Two days after I left St. Vincent, I got the most ridiculous FB message when I was visiting friends in Barbados. His message was hostile and inappropriate. He was angry that I was "ignoring him" and while I have since deleted the message, it said something about me not having enough respect to even call "the man who is so much in love with you."
I was totally floored.
I wrote a heated message back, essentially telling him to STEP BACK. He might have been showering me with declarations of "love," but I didn't know what part of, "I am traveling, I do not have access to internet, and I will not be calling you," he could not understand.
He apologized, but his remorse was brief. When I got back to the US, he would call and message constantly. When I wouldn't respond, or would briefly respond, he would send inappropriate messages about how I was "heartless" and "full of sh*t."
So, I blocked his friendship on Facebook. Obviously.
I don't tolerate verbal abuse from boyfriends, much less from random semi-strangers in other countries. You would think that by now, months later, Ken would have moved on. But, no.
Instead, he started three different Facebook accounts and proceeded to send me friend requests for each of them. I declined the friendships, but apparently, you can still message a person, if they're not blocked. Ken figured this out, and the messages began again last week.
The latest one, last night, said this:
may i ask why you dont talk to me ,i did nothing wrong an i already forgive you an move on am sure we can always be friends ,hope you doing ok an keeping well
Is he kidding me?
He "forgives me?" For what? He's the one who resorted to verbal abuse and putting me down when he didn't get his way. And, to clarify, internet, I hung out with him for four days in June and early July. Four days. This wasn't some sort of ongoing, lifelong communication. This was four days, in between travels to the Dominican Republic, Barbados, and then, back to the Dominican Republic again.

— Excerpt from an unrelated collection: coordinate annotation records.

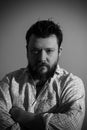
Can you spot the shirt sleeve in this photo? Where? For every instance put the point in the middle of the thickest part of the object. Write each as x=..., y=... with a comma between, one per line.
x=69, y=115
x=6, y=122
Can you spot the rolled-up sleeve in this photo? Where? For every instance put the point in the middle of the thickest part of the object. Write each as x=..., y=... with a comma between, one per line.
x=69, y=115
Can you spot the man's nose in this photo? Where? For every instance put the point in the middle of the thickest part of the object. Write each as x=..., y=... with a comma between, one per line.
x=43, y=56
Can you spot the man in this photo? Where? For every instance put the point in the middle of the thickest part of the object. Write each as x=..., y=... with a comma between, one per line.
x=42, y=96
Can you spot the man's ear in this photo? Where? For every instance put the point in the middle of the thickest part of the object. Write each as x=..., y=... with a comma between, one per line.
x=59, y=51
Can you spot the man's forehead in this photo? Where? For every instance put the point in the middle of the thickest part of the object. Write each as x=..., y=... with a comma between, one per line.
x=50, y=41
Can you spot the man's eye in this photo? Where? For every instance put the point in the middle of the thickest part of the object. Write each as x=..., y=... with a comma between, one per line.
x=49, y=51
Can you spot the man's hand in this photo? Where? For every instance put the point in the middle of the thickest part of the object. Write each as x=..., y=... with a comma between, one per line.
x=27, y=119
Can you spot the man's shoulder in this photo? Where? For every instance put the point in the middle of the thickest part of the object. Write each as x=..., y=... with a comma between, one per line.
x=16, y=74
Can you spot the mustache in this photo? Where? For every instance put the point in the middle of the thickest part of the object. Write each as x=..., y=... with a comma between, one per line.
x=42, y=64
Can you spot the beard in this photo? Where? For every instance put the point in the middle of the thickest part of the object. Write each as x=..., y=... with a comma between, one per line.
x=42, y=70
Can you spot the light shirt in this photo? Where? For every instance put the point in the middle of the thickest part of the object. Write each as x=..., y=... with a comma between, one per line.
x=61, y=101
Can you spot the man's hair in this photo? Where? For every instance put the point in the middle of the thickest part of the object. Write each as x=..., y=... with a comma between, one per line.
x=43, y=29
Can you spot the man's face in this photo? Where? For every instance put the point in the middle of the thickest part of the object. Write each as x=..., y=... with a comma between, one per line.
x=42, y=55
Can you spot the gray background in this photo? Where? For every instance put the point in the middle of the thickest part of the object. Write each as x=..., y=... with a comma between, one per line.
x=17, y=16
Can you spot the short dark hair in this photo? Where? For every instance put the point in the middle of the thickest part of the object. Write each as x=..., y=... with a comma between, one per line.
x=43, y=29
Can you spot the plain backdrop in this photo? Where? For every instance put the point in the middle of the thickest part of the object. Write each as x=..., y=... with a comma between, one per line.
x=16, y=16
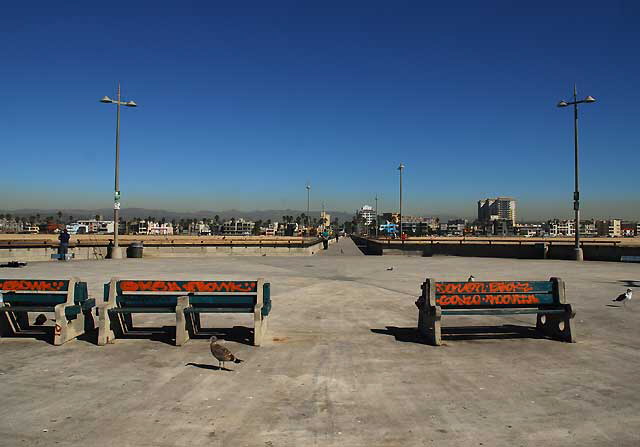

As for him "doing nothing wrong," he seems to have very little memory of flipping out when I wasn't answering my phone or returning his messages. (See: Checking voicemail in Miami, after returning from my second trip to the Dominican Republic, and hearing a series of messages from him, either screaming or crying, about why I wasn't answering my phone. Perhaps I wasn't answering my phone, because I was in another country.)
So, I now have four different Facebook accounts blocked--all of them for his various online identities. I'm not blocking him because I think that he's actually dangerous. I'm blocking him because, although I have plenty of time for fun texting distractions, I have precious little patience for passive-aggressive, ridiculous Facebook messages.
(Also, let this be your cautionary tale about "carefree" summer flings, internet.)